Being a mentor, especially in the strength and conditioning coaching profession, means a lot. Sometimes, we must answer the call of duty to help those coaches who look up to us. They look to us for solutions. They need our knowledge and experience to help them solve problems they have never faced and avoid pitfalls they didn’t know were there.
But sometimes, being a mentor means even more than this. It means more than solutions. It means support. It means being there. It means picking up the phone. It means saying, “I don’t have a great answer for you right now, but I’ve been through it too. I’m here for you. We are going to get through this, together.”
This can be even more powerful. It speaks to what’s at the core of what makes this profession, and the CSCCa specifically, such an awesome family. We have shared experiences here no other professionals will ever know, and with those experiences, we form bonds that last a lifetime.

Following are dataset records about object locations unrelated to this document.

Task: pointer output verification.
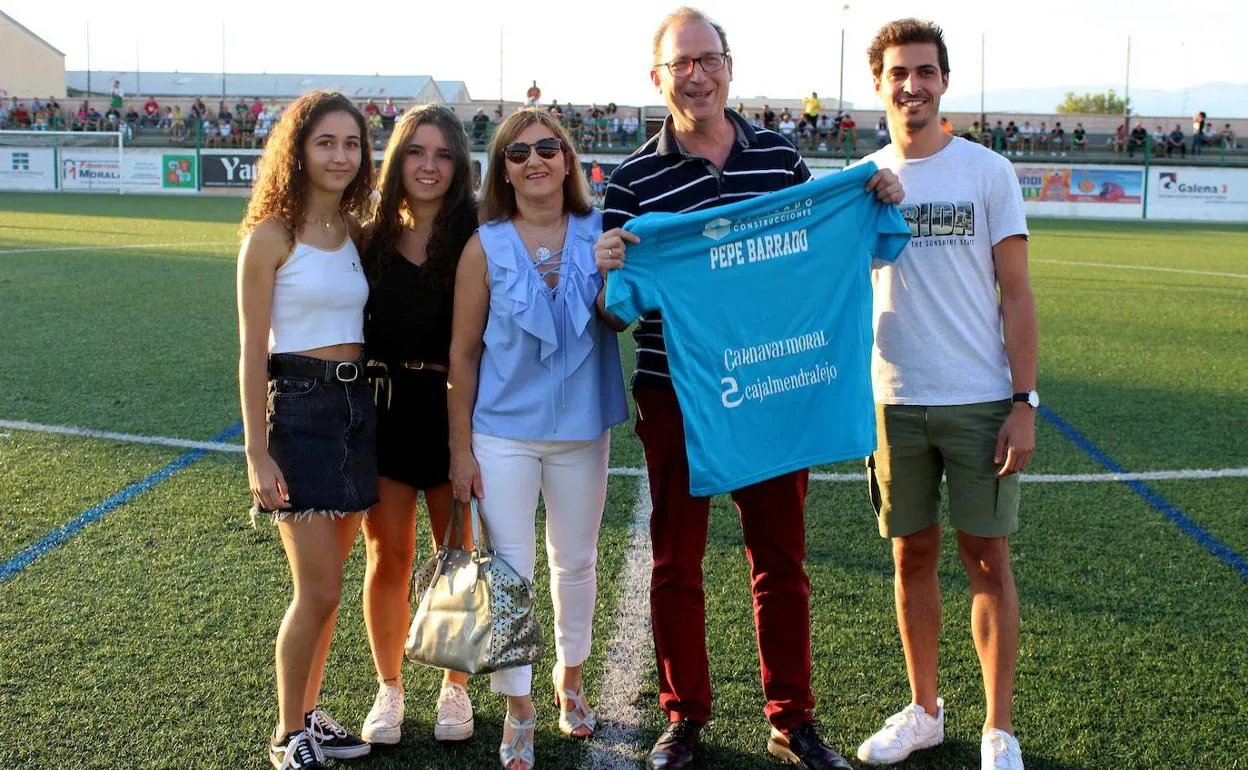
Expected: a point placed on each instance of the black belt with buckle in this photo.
(327, 371)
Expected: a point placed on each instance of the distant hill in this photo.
(1217, 99)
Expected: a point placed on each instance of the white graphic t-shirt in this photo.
(936, 313)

Last year, when I stood on the stage at the Master Strength And Conditioning Coach (MSCC) Dinner to present coach Elaine Deppe with her MSCC jacket, I was so honored. We haven’t had an opportunity to work on the same staff, or spend a tremendous amount of time together, but she saw something in me that made her ask me to stand in when her first choice wasn’t able. I’d like to think a huge part of that is the shared experience we have as strength and conditioning coaches, and a recognition of the work and sacrifice that has gone into paving the way for the next generation of phenomenal young coaches like Elaine.

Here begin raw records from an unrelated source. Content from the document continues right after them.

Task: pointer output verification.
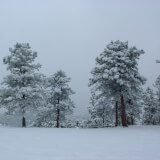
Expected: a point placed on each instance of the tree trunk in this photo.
(116, 114)
(58, 114)
(132, 120)
(23, 121)
(123, 113)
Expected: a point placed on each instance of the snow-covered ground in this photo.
(133, 143)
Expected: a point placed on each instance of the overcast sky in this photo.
(70, 34)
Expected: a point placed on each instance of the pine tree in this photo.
(116, 73)
(22, 89)
(59, 103)
(150, 108)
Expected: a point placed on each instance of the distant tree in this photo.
(116, 74)
(59, 103)
(150, 116)
(22, 89)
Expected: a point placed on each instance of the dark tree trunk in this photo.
(123, 113)
(23, 121)
(132, 120)
(116, 114)
(58, 114)
(103, 121)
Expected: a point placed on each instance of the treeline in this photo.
(117, 97)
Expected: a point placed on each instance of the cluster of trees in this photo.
(26, 90)
(117, 96)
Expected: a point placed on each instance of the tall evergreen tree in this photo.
(59, 103)
(22, 89)
(116, 73)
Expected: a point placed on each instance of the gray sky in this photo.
(70, 34)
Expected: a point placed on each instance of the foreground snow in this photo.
(133, 143)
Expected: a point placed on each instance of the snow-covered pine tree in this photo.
(22, 89)
(59, 103)
(150, 108)
(116, 73)
(157, 85)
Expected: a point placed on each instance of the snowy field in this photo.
(133, 143)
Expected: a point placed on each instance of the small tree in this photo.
(150, 108)
(22, 87)
(59, 103)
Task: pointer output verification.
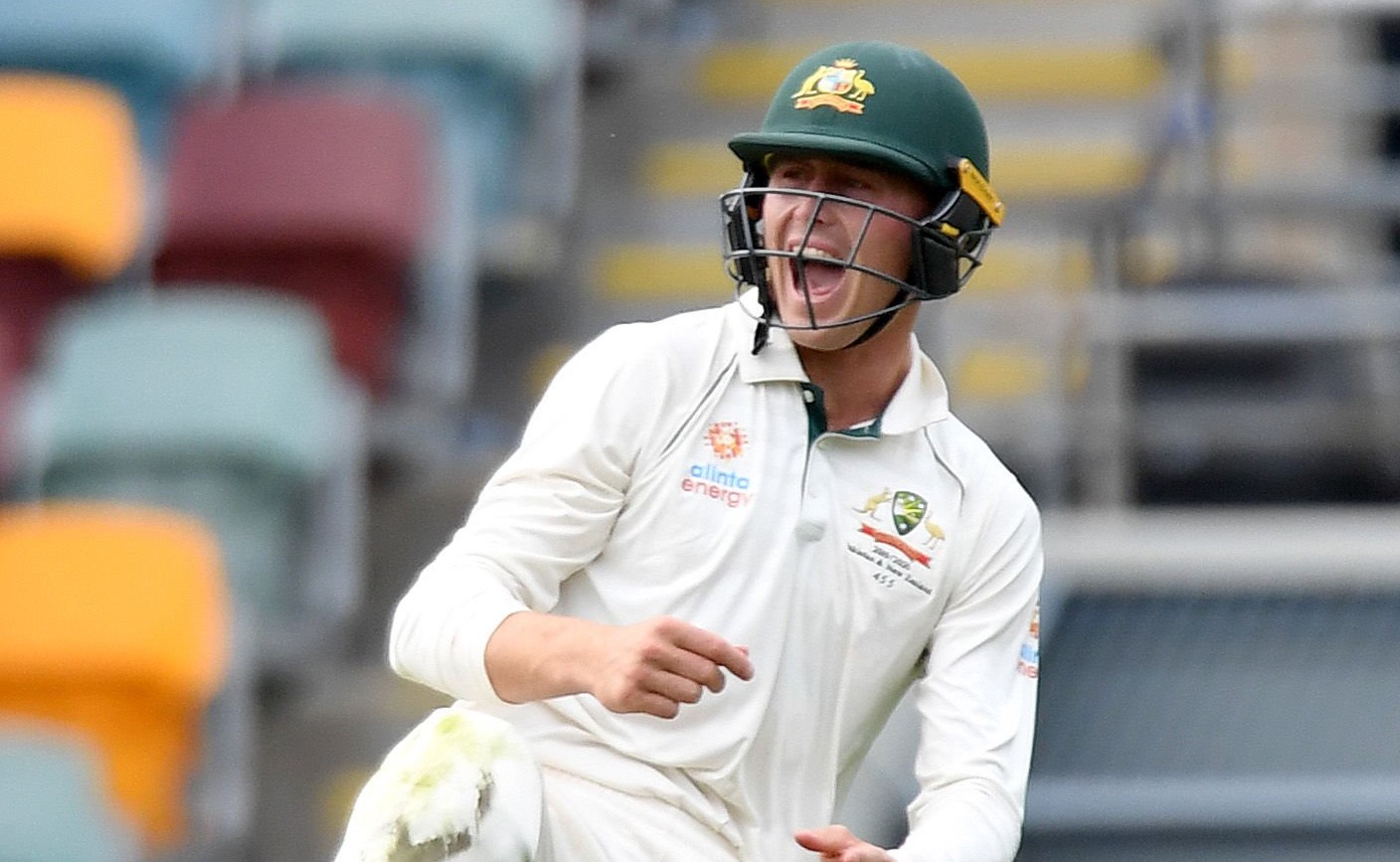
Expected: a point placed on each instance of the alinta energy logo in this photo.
(727, 442)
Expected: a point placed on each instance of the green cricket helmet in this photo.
(879, 105)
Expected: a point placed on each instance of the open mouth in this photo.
(816, 273)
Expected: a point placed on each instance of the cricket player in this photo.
(730, 540)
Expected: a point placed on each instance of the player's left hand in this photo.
(839, 844)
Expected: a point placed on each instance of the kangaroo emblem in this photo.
(874, 502)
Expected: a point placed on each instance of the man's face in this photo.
(832, 292)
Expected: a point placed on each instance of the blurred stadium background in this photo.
(280, 278)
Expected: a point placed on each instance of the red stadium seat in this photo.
(319, 191)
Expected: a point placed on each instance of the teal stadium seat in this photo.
(55, 809)
(479, 64)
(487, 72)
(153, 51)
(224, 405)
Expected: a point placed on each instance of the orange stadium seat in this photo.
(113, 621)
(71, 195)
(314, 191)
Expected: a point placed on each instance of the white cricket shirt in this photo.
(666, 470)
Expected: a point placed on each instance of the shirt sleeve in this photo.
(977, 700)
(542, 517)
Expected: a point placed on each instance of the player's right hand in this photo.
(658, 665)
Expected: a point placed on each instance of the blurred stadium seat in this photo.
(113, 621)
(314, 191)
(224, 405)
(55, 802)
(153, 52)
(71, 196)
(483, 66)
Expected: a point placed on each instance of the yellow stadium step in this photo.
(749, 72)
(1019, 172)
(662, 271)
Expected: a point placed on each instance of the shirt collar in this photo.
(920, 399)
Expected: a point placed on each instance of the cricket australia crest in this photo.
(840, 86)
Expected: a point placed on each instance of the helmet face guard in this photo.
(948, 246)
(882, 105)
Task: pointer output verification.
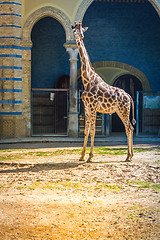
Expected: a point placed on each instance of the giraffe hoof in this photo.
(128, 159)
(89, 160)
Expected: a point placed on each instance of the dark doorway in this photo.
(61, 99)
(131, 85)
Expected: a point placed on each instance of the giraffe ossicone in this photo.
(99, 96)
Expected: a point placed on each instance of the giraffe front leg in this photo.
(92, 133)
(130, 143)
(129, 155)
(86, 133)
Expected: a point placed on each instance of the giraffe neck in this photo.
(86, 66)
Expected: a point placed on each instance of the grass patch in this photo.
(55, 185)
(12, 155)
(109, 187)
(145, 184)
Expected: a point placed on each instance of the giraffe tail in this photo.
(133, 120)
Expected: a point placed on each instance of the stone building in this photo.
(40, 82)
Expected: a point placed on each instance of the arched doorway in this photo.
(131, 85)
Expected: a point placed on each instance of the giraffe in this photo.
(98, 96)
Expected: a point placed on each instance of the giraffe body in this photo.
(100, 97)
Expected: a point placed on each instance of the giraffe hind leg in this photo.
(86, 133)
(129, 133)
(92, 133)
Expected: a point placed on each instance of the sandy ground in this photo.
(46, 194)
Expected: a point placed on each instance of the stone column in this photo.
(73, 104)
(11, 119)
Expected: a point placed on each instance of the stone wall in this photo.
(11, 119)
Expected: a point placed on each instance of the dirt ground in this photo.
(46, 193)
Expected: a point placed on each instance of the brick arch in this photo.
(47, 12)
(86, 3)
(123, 69)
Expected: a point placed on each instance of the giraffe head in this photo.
(78, 30)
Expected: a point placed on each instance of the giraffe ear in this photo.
(85, 29)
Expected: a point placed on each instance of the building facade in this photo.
(40, 67)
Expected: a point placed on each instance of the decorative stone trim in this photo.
(47, 12)
(127, 69)
(86, 3)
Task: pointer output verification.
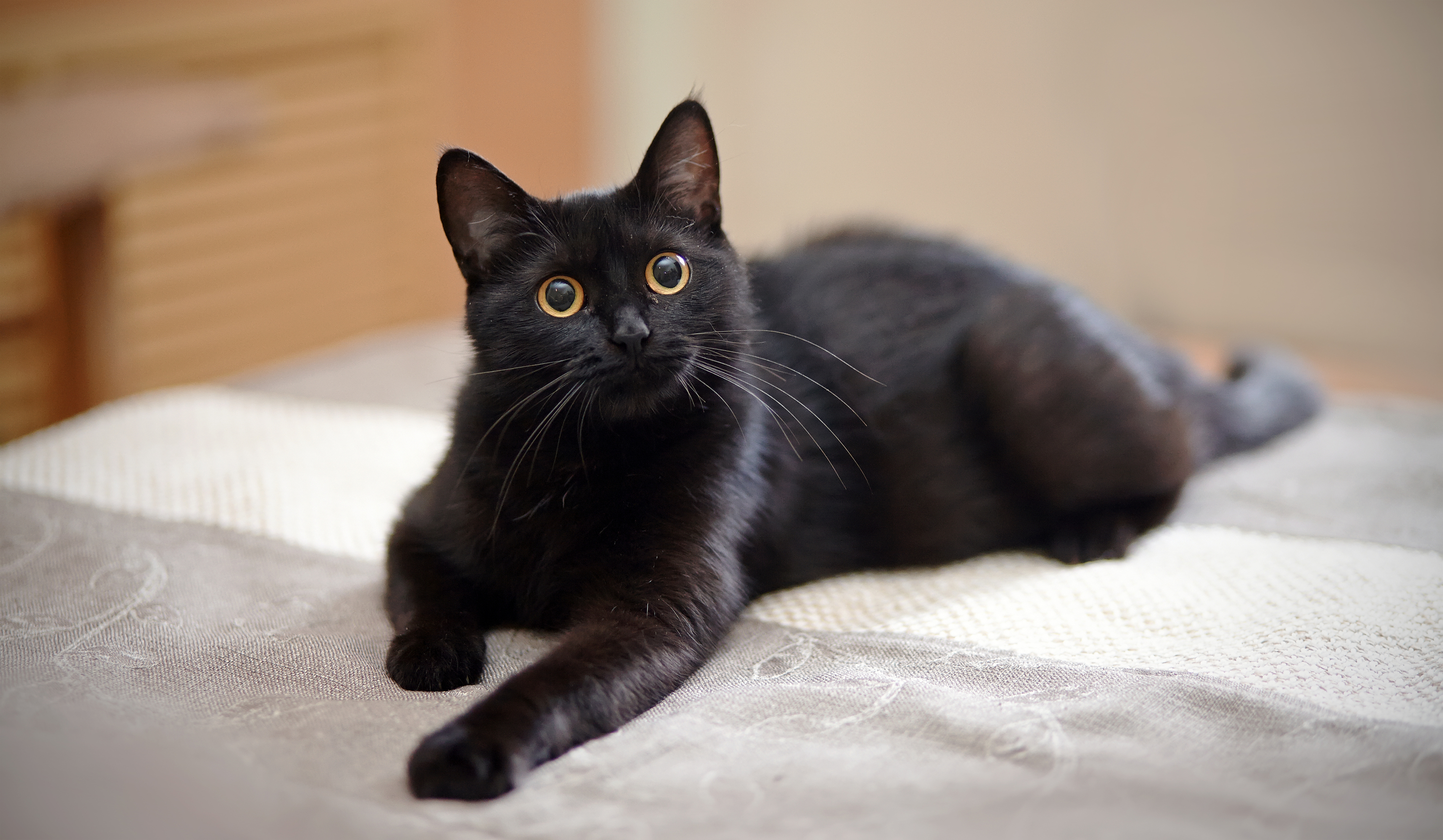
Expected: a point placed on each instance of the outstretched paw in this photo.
(449, 767)
(436, 660)
(1094, 538)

It’s not only a tremendous honor to drape that MSCC jacket on her deserving shoulders, but to think back to when I received my jacket and see how far we’ve come since I was the first female to be receive that honor, fills me with a surreal sense of pride. As females in this profession, and as a professional community as a whole, we have come so far. Every year, you see people from all walks of life representing the MSCC community on that stage, and every year, more and more coaches will see someone just like them achieving the pinnacle of the profession. That matters.
It’s also important to remember — as mentors — this process is a two-way street. Every coach that I present an MSCC jacket to, they have been my mentor too. I learn something from every coach I work with or mentor. From graduate assistants all the way to directors at Power Five programs, we would be remiss if we didn’t try and share with and learn from one another. At the National Conference in particular, I relish the opportunity to engage in this perpetual process of mentoring and being mentored.
The MSCC Dinner gives a new MSCC a moment in time to recognize over a decade of hard work and professionalism. It also gives them membership into one of the most prestigious groups of professionals in the world. The time we spend together at the dinner is always special but having such a close-knit group to support you and share in your struggles and triumphs enhances the entire national conference experience, and has helped to give me a close circle of friends who I cherish and admire. I wouldn’t trade it for the world.